Segundo membro do sindicato, decisão parece ter sido motivada por questões políticas e econômicas, não por segurança

REUTERS

26 de julho de 2014 | 13h07

O sindicato dos pilotos da Alemanha criticou a decisão da Air Berlin e da Lufthansa de retomar os voos a Israel, encerrando proibição imposta em reação a temores de que mísseis advindos da Faixa de Gaza pudessem atingir aeronaves.

A Lufthansa e a Air Belin informaram que vão retomar os voos ao aeroporto Ben Gurion, em Israel, neste sábado, no mesmo dia em que teve início uma trégua humanitária de 12 horas entre Israel e o Hamas.

A trégua vem após quase três semanas de conflito em que 940 palestinos, muitos deles civis, foram mortos, além de 37 soldados israelenses e 3 civis.

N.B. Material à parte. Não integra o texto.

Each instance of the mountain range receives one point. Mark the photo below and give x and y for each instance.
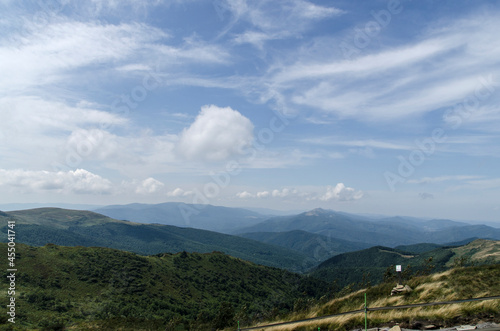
(38, 227)
(389, 232)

Joerg Handwerg, membro do Conselho do sindicato dos pilotos alemão Vereinigung Cockpit, disse que a decisão parece ter sido motivada por fatores políticos e econômicos, e não por razões de segurança.

"Não devíamos estar voando a locais em que há tiros sendo disparados", disse Handwerg. A trégua é apenas temporária e o sistema de defesa aérea de Israel parece incapaz de segurar todos os mísseis, afirmou.